Debate sobre os impactos da pandemia na educação brasileira

Enviada em 01/02/2021

No ano de 2020, o mundo inteiro foi acometido pela pandemia do Corona Vírus, o qual causou prejuízos na educação brasileira. Com isso, as aulas tiveram de ser ministradas por meio da Internet em formato Educação a Distância (EAD). Esse panorama aprofundou as desigualdades já existentes na sociedade brasileira, uma vez que parte significativa da população não possui acesso à internet, e pela negligência do Ministério da Educação, pouco foi feito para reverter essas disparidades entre classes sociais.

Nesse sentido, a exclusão digital, explícita no fato de que 25,3% da população brasileira não tem acesso à Internet, segundo o G1, contribuiu para o aprofundamento das desigualdade sociais, já que o novo formato das aulas necessitava dessa rede. A globalização perversa, termo de Milton Santos, pode se encaixar nesse cenário, uma vez que as mudanças promovidas pela pandemia não prejudicaram tanto as elites e classes médias, ambas com condições para se adaptar ao “EAD”, por fazerem parte dos 75,7% da população usuária da Internet. Porém, elas impactaram ainda mais a parcela mais pobre da população, que não teve o privilégio de assistir aulas até que as presenciais voltassem por volta do meio do ano.

Além disso, a negligência por parte do Ministério da Educação, responsável por guiar as escolas e profissionais educativos do país, teve efeitos nas escolas brasileiras, especialmente as da rede pública e municipal. Esse comportamento fica claro no discurso do Ministro Milton Ribeiro ao jornal Estado de São Paulo, em que ele diz que não é sua a responsabilidade de amenizar as desigualdades educacionais no Brasil, já que elas existem há muito tempo. No entanto, medidas eram necessárias para garantir o acesso à educação, assegurado pela Constituição Brasileira no Artigo 205, o qual a coloca sob dever do Estado.
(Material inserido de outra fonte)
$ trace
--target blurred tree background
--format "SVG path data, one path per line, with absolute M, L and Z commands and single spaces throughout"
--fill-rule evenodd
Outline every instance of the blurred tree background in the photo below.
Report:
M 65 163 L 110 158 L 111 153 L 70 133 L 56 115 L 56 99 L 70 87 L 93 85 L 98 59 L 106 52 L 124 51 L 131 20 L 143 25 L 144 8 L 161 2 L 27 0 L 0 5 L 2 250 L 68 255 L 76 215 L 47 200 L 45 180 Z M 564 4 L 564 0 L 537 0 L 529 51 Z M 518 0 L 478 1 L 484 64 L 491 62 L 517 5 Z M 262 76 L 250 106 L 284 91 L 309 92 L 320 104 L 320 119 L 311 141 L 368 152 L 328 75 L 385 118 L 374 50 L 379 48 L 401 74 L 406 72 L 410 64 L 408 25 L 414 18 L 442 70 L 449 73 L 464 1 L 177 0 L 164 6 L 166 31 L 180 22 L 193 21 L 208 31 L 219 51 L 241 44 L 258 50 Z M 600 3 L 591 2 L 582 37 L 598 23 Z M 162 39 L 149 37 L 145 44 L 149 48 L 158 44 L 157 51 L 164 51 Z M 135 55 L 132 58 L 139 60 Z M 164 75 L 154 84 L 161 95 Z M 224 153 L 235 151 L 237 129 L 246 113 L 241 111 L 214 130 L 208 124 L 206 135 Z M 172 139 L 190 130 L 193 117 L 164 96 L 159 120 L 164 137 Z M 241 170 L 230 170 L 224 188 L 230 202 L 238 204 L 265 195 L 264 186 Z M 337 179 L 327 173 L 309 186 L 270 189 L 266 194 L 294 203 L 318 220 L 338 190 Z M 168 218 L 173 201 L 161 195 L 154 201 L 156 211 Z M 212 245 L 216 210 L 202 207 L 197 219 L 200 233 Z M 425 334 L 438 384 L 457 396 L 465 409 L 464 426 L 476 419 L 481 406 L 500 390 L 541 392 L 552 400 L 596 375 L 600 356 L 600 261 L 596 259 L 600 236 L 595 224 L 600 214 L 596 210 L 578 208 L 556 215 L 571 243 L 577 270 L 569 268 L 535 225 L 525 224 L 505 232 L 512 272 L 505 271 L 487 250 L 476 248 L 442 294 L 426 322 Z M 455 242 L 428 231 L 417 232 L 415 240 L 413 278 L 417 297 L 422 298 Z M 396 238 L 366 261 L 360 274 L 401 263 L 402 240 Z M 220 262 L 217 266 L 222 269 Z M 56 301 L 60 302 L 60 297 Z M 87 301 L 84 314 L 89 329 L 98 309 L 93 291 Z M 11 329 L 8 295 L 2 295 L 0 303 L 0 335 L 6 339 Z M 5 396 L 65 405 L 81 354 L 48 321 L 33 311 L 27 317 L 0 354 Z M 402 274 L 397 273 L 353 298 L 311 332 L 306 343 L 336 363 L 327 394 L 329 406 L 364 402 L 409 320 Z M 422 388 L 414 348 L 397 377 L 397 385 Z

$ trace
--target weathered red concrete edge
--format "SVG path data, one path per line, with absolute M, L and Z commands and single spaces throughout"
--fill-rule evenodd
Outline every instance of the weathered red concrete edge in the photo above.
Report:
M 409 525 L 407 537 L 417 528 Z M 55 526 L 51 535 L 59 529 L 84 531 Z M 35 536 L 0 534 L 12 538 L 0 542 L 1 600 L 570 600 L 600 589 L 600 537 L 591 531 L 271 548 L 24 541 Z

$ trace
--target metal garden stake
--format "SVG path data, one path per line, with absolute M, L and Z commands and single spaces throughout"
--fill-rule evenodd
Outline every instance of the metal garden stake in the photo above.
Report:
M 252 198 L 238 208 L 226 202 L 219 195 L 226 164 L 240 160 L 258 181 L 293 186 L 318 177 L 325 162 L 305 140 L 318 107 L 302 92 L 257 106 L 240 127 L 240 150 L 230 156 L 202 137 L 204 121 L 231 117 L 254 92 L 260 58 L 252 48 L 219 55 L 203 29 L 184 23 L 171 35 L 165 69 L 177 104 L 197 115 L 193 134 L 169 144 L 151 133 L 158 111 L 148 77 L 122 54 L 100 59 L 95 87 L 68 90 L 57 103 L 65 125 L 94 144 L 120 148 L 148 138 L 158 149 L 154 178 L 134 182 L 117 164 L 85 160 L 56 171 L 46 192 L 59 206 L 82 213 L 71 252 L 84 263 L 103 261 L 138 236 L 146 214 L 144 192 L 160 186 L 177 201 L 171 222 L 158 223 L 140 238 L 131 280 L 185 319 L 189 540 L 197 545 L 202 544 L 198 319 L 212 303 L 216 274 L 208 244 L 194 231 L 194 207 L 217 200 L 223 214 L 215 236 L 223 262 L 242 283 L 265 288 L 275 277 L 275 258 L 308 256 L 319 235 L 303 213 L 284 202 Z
Portanto, sem essas medidas, muitas crianças e jovens tiveram sua formação prejudicada.

Desse modo, urge que iniciativas sejam tomadas por parte dos governos e prefeituras brasileiros, com auxílio e investimentos do governo federal, para que mais pessoas tenham acesso à Internet e assim, seja assegurado o acesso delas à educação. Isso deve acontecer por meio da distribuição de “chips” de internet, como realizado pelo estado do Maranhão, para alunos da rede pública em todos as unidades federativas. A fim de que o Artigo 205 da Constituição Federal seja colocado em prática definitivamente.